You won't see exactly this glitch in a typical "big M" model, but if you play with enough "big M" formulations, sooner or later (probably sooner) you will trip over numerical instability attributable to mixing disgustingly large coefficients with considerably smaller ones.
$M$ in MIP models
As I mentioned above, one common use of "big M" formulations (illustrated by the lockbox example) is to allow a binary variable to turn a constraint on or off. Even if ill-conditioned basis matrices do not occur, large values of $M$ can cause branch-and-bound solvers to make slow progress solving the mixed-integer programming model (MIP). Consider our simple lockbox constraint: $x_{ij}-My_j\le 0$. There will be an associated penalty cost (say, $c_j y_j$) in the objective function for using location $j$. Now suppose that, at some point, the solver is considering a node where $x_{1j}=2$, $x_{2j}=5$ and $x_{ij}=0$ for other values of $i$. Logically, we know this requires $y_j=1$ and incurs cost $c_j$; but in the LP-relaxation of the node problem, $y_j=5/M$ is sufficient, incurring a cost of just $5c_j/M$. For large values of $M$, this substantially underestimates the true cost, leading to loose node bounds. Loose bounds at nodes in turn make it hard for the solver to prune nodes based on objective value, and so more nodes need to be examined, slowing the solution process.

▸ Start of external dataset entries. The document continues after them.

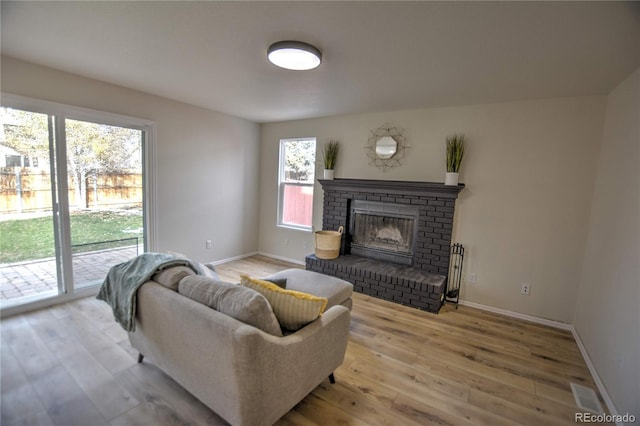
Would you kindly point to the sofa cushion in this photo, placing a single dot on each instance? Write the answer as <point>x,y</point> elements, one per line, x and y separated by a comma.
<point>170,277</point>
<point>338,291</point>
<point>294,309</point>
<point>243,304</point>
<point>280,282</point>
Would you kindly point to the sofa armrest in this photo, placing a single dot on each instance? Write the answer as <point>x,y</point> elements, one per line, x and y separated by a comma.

$M$ and (dubious) pedagogy
I can't write a post this long without at least one rant. Let me stipulate up front that neither text book authors nor instructors can be expected to cover every exigency. That said, many instructors and authors introduce students to "big M" formulations in the abstract, because they are mathematically neat and easy to explain, and then move on to the next topic without regard to the grubby implementation details. I confess to having done this myself when I was young and foolish.

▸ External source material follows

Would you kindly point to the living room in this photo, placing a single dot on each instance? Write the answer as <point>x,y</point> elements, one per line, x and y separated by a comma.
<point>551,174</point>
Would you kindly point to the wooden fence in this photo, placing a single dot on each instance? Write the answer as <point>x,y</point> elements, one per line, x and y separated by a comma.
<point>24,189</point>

At least one thing, though, is simply notational laziness. That $M$ in my lockbox example? It should be $M_j$. There is no reason why a single value should be used for all instances of $M$ in a model, and very good reasons why the values should differ. I don't recall seeing $M$ subscripted very often, if ever. (Are text book authors charged for each subscript they use?) In certain examples, including lockbox problems, there is a natural and obvious value for $M$ (typically a capacity limit), and in those cases you see individualized values being used. More often, though, there is just this undifferentiated symbol $M$ floating throughout the model. I think that influences users to actually use a single, very large value everywhere. (I recently saw a model on a CPLEX support forum that was clearly a "big M" model with a single large value of $M$ in about half the constraints.)
Concluding thoughts...
... and if you're still with me, you're
very ready for this post to conclude.
- If you are going to use a "big M" formulation, look for the smallest values of $M$ that work in the context of the model. (I once wrote a paper in which I analytically derived a sufficiently large but not horribly inflated value for $M$. There are tricks for doing so.)
- $M$ does not need to be one size fits all.
- Particularly if $M$ will show up as the coefficient of a variable in a constraint, be prepared for numerical instability. Learn how to detect numerical problems and what levers your solver has for coping with instability.
- Consider alternatives to a "big M" approach (two phase simplex, Benders decomposition, ...) if you have stability or accuracy problems you cannot resolve.